Chapitre 1 — L’ÉCRAN BRISÉ
I
UNE VISITE DE CONDOLÉANCES
La rue Octave-Feuillet est une rue nouvelle de Passy qui longe le parc de la Muette et se jette dans l’avenue Henri-Martin à l’endroit où celle-ci, déjà vaste et riante dans tout son parcours avec sa quadruple rangée de marronniers et son allée cavalière, s’élargit encore et semble mêler ses feuillages à ceux du Bois comme un fleuve apporte ses eaux à la mer.
Ce coin de Paris, presque une solitude, est d’une grâce charmante. L’industrie des hommes ne s’y fait sentir que par un heureux choix des agréments de la nature. Les maisons, que dissimulent à demi leurs jardins, se dressent à peine au-dessus de la verdure qui les entoure. La campagne même est plus bruyante : il ne passe guère sur le chemin que de rares équipages, et des cavaliers qui font jaillir la terre insuffisamment battue et se perdent bientôt dans la direction des lacs.

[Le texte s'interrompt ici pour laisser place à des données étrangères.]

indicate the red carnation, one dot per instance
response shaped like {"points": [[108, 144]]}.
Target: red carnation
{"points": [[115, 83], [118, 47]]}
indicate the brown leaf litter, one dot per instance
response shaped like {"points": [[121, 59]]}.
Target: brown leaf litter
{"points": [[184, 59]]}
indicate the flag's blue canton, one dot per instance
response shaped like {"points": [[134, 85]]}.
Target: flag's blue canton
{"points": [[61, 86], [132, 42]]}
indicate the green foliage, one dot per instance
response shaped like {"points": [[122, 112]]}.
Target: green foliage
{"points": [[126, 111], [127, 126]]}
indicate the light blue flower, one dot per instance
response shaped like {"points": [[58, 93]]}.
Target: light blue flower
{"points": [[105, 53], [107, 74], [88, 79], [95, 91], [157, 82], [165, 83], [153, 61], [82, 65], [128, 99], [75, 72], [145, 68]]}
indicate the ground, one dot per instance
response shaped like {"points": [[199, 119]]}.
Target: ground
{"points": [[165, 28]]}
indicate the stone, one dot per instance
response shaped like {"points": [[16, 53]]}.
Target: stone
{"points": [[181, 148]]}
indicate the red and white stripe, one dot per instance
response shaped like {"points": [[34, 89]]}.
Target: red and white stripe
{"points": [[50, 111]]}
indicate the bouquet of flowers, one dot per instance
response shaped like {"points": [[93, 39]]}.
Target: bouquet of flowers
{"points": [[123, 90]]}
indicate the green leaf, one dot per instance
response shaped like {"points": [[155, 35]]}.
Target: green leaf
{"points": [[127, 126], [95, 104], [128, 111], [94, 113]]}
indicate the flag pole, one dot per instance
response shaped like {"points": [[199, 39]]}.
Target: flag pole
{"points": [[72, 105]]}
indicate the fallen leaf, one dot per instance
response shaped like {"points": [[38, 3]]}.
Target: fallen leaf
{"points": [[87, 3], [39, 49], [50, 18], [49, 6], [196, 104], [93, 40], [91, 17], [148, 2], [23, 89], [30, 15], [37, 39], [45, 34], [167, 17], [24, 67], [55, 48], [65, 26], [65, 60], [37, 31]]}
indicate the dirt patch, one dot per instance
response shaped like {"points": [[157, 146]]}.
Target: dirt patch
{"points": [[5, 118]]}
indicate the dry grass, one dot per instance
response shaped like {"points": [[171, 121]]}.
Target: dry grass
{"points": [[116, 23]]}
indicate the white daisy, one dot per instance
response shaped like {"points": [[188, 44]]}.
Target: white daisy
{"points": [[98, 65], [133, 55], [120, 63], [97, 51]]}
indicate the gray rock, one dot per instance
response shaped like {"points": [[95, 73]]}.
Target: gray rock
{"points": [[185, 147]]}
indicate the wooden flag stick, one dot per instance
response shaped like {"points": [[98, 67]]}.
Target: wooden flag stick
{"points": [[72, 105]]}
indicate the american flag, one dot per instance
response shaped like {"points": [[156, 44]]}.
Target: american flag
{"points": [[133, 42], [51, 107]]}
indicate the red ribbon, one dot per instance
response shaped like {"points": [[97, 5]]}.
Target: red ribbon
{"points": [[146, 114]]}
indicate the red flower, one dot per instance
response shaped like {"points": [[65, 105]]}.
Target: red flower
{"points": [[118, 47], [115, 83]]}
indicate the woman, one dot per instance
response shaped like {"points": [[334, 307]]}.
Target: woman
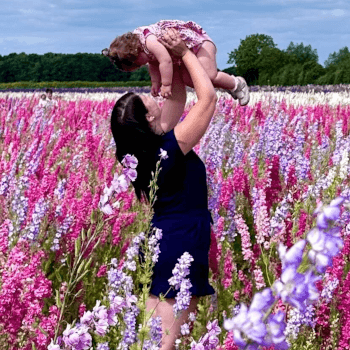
{"points": [[141, 128]]}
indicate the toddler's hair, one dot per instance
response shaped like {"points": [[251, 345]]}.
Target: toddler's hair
{"points": [[123, 50]]}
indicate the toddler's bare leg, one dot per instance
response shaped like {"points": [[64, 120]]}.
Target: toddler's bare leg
{"points": [[207, 57], [169, 322]]}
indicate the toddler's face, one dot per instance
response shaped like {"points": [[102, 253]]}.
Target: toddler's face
{"points": [[130, 68]]}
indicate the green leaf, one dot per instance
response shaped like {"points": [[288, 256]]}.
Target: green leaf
{"points": [[82, 276], [58, 299], [77, 246], [57, 274], [42, 331]]}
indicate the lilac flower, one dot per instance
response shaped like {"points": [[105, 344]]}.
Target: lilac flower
{"points": [[163, 154], [213, 327], [153, 244], [87, 318], [53, 346], [130, 336], [155, 324], [78, 337], [248, 324], [116, 305], [296, 319], [130, 174], [294, 255], [183, 297], [102, 346], [130, 161], [181, 270], [292, 288], [178, 281], [59, 191], [329, 287], [192, 316], [324, 248], [32, 230], [120, 183], [262, 301], [275, 332], [61, 231], [185, 329]]}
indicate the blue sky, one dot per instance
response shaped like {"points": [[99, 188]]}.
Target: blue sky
{"points": [[71, 26]]}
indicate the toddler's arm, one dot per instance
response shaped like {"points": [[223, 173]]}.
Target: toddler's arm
{"points": [[165, 63], [155, 78]]}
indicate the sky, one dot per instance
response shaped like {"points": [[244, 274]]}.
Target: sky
{"points": [[71, 26]]}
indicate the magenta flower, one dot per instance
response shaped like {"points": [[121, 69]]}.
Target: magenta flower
{"points": [[293, 256], [130, 161], [292, 288]]}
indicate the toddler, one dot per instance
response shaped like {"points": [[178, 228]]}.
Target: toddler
{"points": [[130, 51]]}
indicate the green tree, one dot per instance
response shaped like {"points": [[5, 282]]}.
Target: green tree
{"points": [[336, 58], [271, 59], [230, 70], [245, 58], [140, 74], [301, 54], [312, 71]]}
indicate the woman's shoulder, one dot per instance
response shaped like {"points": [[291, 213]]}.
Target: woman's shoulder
{"points": [[170, 144]]}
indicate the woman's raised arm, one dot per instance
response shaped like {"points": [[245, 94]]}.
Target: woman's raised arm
{"points": [[174, 106], [190, 131]]}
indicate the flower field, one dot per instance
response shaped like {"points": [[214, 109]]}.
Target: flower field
{"points": [[71, 227]]}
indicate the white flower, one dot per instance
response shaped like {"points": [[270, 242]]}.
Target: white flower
{"points": [[163, 154], [107, 209]]}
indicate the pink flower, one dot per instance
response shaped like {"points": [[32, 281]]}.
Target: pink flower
{"points": [[259, 278], [242, 229], [102, 271]]}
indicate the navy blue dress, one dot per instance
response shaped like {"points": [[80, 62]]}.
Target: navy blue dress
{"points": [[181, 211]]}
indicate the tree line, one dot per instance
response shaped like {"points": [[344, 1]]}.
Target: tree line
{"points": [[257, 59]]}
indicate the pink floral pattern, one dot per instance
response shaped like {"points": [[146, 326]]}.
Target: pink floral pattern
{"points": [[191, 33]]}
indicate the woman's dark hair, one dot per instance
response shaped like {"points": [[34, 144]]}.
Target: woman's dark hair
{"points": [[133, 135], [123, 50]]}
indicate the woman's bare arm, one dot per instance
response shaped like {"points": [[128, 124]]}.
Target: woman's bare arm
{"points": [[163, 57], [154, 72], [174, 106]]}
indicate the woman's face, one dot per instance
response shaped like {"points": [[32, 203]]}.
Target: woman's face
{"points": [[154, 113]]}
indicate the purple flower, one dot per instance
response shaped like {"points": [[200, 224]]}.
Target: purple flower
{"points": [[183, 297], [292, 288], [293, 256], [102, 346], [185, 329], [329, 213], [53, 346], [262, 301], [130, 174], [310, 281], [275, 332], [156, 329], [213, 327], [120, 183], [101, 326], [181, 270], [87, 317], [324, 248], [130, 161], [247, 323], [77, 338]]}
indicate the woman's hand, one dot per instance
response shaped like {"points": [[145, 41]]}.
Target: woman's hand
{"points": [[172, 41], [155, 88], [165, 91]]}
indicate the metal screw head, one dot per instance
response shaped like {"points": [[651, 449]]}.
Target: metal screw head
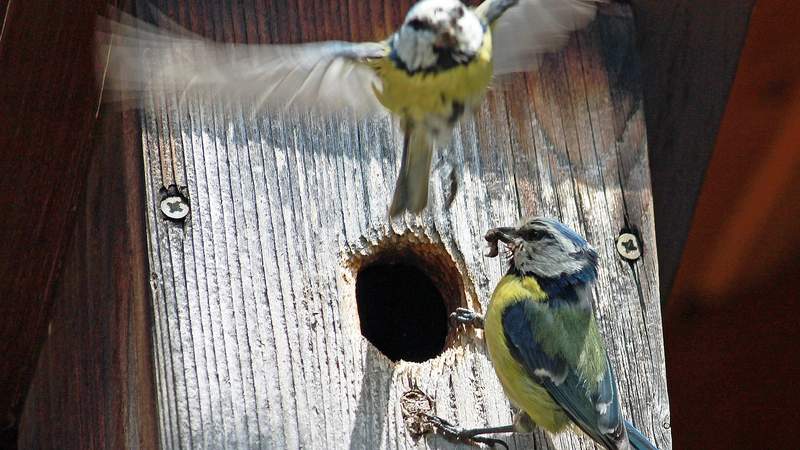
{"points": [[173, 204], [628, 246]]}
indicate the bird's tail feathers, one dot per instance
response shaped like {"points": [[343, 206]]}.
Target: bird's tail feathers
{"points": [[637, 439], [411, 190]]}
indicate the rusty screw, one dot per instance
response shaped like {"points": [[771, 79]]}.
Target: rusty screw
{"points": [[628, 246]]}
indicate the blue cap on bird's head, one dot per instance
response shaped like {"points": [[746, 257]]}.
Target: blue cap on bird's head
{"points": [[546, 248]]}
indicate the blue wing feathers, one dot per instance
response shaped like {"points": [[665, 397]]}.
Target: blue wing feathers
{"points": [[565, 385], [637, 439]]}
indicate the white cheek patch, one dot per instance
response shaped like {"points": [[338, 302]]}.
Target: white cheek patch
{"points": [[415, 48]]}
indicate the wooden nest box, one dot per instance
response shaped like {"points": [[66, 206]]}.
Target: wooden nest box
{"points": [[290, 312]]}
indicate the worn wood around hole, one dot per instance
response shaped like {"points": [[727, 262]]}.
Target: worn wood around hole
{"points": [[257, 339]]}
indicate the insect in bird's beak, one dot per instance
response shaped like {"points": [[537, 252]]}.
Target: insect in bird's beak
{"points": [[506, 235]]}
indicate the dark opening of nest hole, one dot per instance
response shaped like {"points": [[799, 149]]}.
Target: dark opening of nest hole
{"points": [[405, 295]]}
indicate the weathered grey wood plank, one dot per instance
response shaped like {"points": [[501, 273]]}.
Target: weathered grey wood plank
{"points": [[257, 335]]}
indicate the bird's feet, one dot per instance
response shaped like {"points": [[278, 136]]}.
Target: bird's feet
{"points": [[467, 316], [455, 433]]}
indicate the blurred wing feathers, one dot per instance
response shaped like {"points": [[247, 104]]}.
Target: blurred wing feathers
{"points": [[167, 59], [532, 27]]}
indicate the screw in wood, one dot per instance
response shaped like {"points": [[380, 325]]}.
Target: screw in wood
{"points": [[173, 204], [628, 246]]}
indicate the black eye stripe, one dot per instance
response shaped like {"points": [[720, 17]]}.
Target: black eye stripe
{"points": [[536, 235], [419, 24]]}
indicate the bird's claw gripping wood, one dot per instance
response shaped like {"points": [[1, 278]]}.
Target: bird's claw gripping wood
{"points": [[452, 432], [467, 316]]}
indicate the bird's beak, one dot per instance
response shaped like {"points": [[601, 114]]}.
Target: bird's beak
{"points": [[507, 235]]}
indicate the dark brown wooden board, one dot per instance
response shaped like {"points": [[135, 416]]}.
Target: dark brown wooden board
{"points": [[689, 51], [93, 385], [48, 100], [257, 336]]}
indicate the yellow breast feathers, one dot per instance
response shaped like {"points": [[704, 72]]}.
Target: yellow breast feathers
{"points": [[520, 388]]}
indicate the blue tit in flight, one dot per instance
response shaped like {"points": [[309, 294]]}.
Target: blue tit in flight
{"points": [[431, 72], [543, 339]]}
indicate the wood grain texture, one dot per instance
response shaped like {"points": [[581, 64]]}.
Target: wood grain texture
{"points": [[93, 384], [48, 101], [690, 50], [256, 334]]}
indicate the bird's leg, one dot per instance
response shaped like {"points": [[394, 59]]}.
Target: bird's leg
{"points": [[467, 316], [450, 431]]}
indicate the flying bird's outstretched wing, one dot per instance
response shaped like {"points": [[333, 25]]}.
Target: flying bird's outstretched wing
{"points": [[532, 27], [167, 59]]}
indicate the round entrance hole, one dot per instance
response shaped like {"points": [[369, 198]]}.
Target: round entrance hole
{"points": [[405, 293]]}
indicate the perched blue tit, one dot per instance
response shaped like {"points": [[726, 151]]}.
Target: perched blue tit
{"points": [[431, 72], [543, 339]]}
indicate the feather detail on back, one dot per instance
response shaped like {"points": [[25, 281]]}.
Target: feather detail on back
{"points": [[168, 60]]}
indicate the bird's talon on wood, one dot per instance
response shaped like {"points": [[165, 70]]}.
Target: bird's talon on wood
{"points": [[452, 432], [466, 316]]}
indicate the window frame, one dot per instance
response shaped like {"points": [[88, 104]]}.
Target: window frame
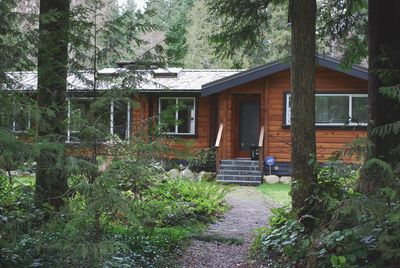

Le petit hôtel qui fait l’angle de la rue et de l’avenue, dont il est la dernière habitation, jouit par toutes ses fenêtres de la vue des arbres. D’un côté, c’est le commencement du Bois ou la fin de l’avenue, – premiers flots de la mer ou embouchure du fleuve. De l’autre, c’est le parc de la Muette, mélancolique et attrayant derrière ses grilles hautes qui laissent apercevoir, après une bordure de sapins chétifs, le jet des tilleuls, l’épaisseur des platanes et, dans l’ombre des feuilles, le sable d’une allée qui passe devant un banc. C’est un lieu de calme et de paix. Si les passants ne le remarquent pas, c’est que, dans ce quartier, ils sont presque tous gâtés par la fortune…
Mme Chenevray, qui se penchait de temps à autre à une fenêtre du premier étage, ne regardait qu’au-dessous d’elle, indifférente au lent mouvement de l’avenue, au vert paysage, à la tiédeur même de cet après-midi de juin. Elle surveillait trois enfants, deux garçons et une fillette, qui jouaient dans le jardinet au pied du perron de pierre. De temps à autre elle jetait un nom – Jean, Philippe, Juliette – pour leur rappeler sa présence et suspendre leurs ardeurs trop grandes. Car les petits, vêtus de deuil comme elle-même, riaient aux éclats, sans prendre garde à la tendre figure douloureuse qu’elle leur montrait. La vie continuait après la visite de la mort.
Et quelle visite soudaine, foudroyante, terrible ! Mme Chenevray avait perdu sa sœur, Mme Monrevel, en des circonstances tragiques qui retinrent un instant la pitié rapide de Paris. La jeune femme avait été projetée par son automobile contre un tramway en marche. La mort ne respecta même pas son joli visage si gai, si sympathique, qui portait naturellement le sourire comme un rosier porte des roses. D’une destinée enviée, quelques secondes firent un sort misérable.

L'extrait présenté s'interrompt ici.